El conductor del coche frenó a unos metros del cruce sin poder creer lo que le acababa de pasar. En mitad de la noche, en una de las desiertas calles de la ciudad, una mujer se le acababa de echar encima. Había tenido el tiempo justo de vislumbrar su rostro mirándolo con sorpresa, y su cabello, largo y castaño, moviéndose con violencia a causa del impacto. Antes de que hubiera podido reaccionar y parar el coche, le había pasado por encima. Miró con pánico por los retrovisores laterales: no la vio. Movió el retrovisor interior. Allí estaba su víctima, tirada en mitad de la calzada. Desde su perspectiva no era más que un bulto oscuro e informe, un tumor del paso de cebra. Esperó unos instantes, observándolo, pero no se movió. Le pasaron infinidad de cosas por la cabeza en ese tiempo. Pensó que nadie creería que la mujer se le había echado encima. Y no había testigo alguno que pudiera confirmar esta versión, su versión, la verdad al fin y al cabo. Si llamaba a una ambulancia vendría también la policía. Le harían soplar. Era la primera noche en que salía a divertirse desde el inicio de la pandemia. Llevaba puestas dos copas bien servidas que no iba a poder ocultar, saldrían a la luz, delatándole falsamente. La versión que la gente se compondría era obvia: iba condiciendo por la noche borracho y muy por encima del límite de velocidad y se había llevado por delante a esa pobre e inocente mujer. Iría a la cárcel por homicidio involuntario, porque la mujer, le era claro por la fuerza del impacto, estaba muerta. No tenía esposa ni hijos, pero cuidaba de su madre, una anciana con demencia senil y sin otra ayuda que la suya. “¿Qué será de ella —se preguntó angustiado— si yo voy a la cárcel? ¿Qué será de mi madre?”. No se respondió; instintivamente, con manos temblorosas, metió la primera marcha y, sin mirar atrás, abandonó la escena.
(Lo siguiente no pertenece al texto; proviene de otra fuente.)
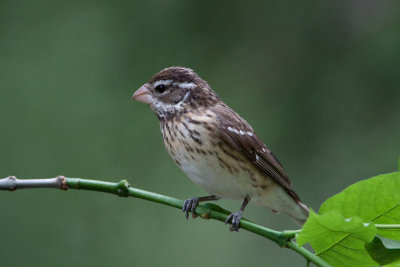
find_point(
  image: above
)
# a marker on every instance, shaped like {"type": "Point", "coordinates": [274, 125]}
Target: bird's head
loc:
{"type": "Point", "coordinates": [175, 90]}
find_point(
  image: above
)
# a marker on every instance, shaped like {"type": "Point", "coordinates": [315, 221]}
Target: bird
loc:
{"type": "Point", "coordinates": [216, 148]}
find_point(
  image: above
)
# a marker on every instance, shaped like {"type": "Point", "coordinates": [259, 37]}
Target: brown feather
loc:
{"type": "Point", "coordinates": [251, 146]}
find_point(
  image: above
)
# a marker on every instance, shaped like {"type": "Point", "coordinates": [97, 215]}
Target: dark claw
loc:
{"type": "Point", "coordinates": [189, 206]}
{"type": "Point", "coordinates": [235, 219]}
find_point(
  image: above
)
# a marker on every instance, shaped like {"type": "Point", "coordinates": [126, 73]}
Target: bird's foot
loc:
{"type": "Point", "coordinates": [189, 206]}
{"type": "Point", "coordinates": [235, 219]}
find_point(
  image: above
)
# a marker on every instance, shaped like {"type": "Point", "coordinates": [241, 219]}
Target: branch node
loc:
{"type": "Point", "coordinates": [13, 183]}
{"type": "Point", "coordinates": [205, 215]}
{"type": "Point", "coordinates": [123, 188]}
{"type": "Point", "coordinates": [63, 182]}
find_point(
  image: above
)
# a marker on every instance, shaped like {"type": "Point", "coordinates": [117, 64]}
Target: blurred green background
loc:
{"type": "Point", "coordinates": [318, 80]}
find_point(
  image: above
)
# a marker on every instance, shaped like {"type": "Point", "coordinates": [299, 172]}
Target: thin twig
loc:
{"type": "Point", "coordinates": [123, 189]}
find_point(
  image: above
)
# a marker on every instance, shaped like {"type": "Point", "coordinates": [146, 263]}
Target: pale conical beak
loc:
{"type": "Point", "coordinates": [143, 95]}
Clip clap clip clap clip clap clip clap. Un hombre se detuvo en el borde de la acera justo cuando el coche aceleraba. Aunque hizo un esfuerzo, no le dio tiempo a ver, en la oscuridad de la noche, ni el color ni la marca. Se acercó a la mujer. Yacía boca arriba, con los ojos abiertos y la mirada perdida. La mancha de sangre negro brillante que se extendía sin parar sobre la calzada desde debajo de su cabeza le dio a entender que si aún estaba viva, no lo estaría por mucho tiempo. ¿Por qué se habría echado a correr?, se preguntó, tan solo quería devolverle los guantes, que se le habían caído al suelo unos metros atrás. Los sostenía ahora en la palma de la mano sin saber qué hacer con ellos. Lo que sí sabía es que debía llamar a la policía y dar parte del atropello. También a una ambulancia, aunque fuera ya inútil. Pero de así hacerlo, tendría que darle muchas inconvenientes explicaciones a su esposa, que creía que estaba en la otra punta de la ciudad, todavía en el trabajo. Esta era la excusa que le había puesto por llegar tarde a casa esa noche, la primera en que visitaba a su amante desde el inicio de la pandemia. Miró a su alrededor. No había nadie en la calle, pero quizá el estruendo que había metido el coche al frenar en seco hubiera llamado la atención de algún vecino que no tardaría en aparecer para curiosear. Dejó caer los guantes sobre el cuerpo de la mujer y se apresuró hacia su vehículo diciéndose que jamás jamás intentaría de nuevo abordar por la noche a una mujer en la calle.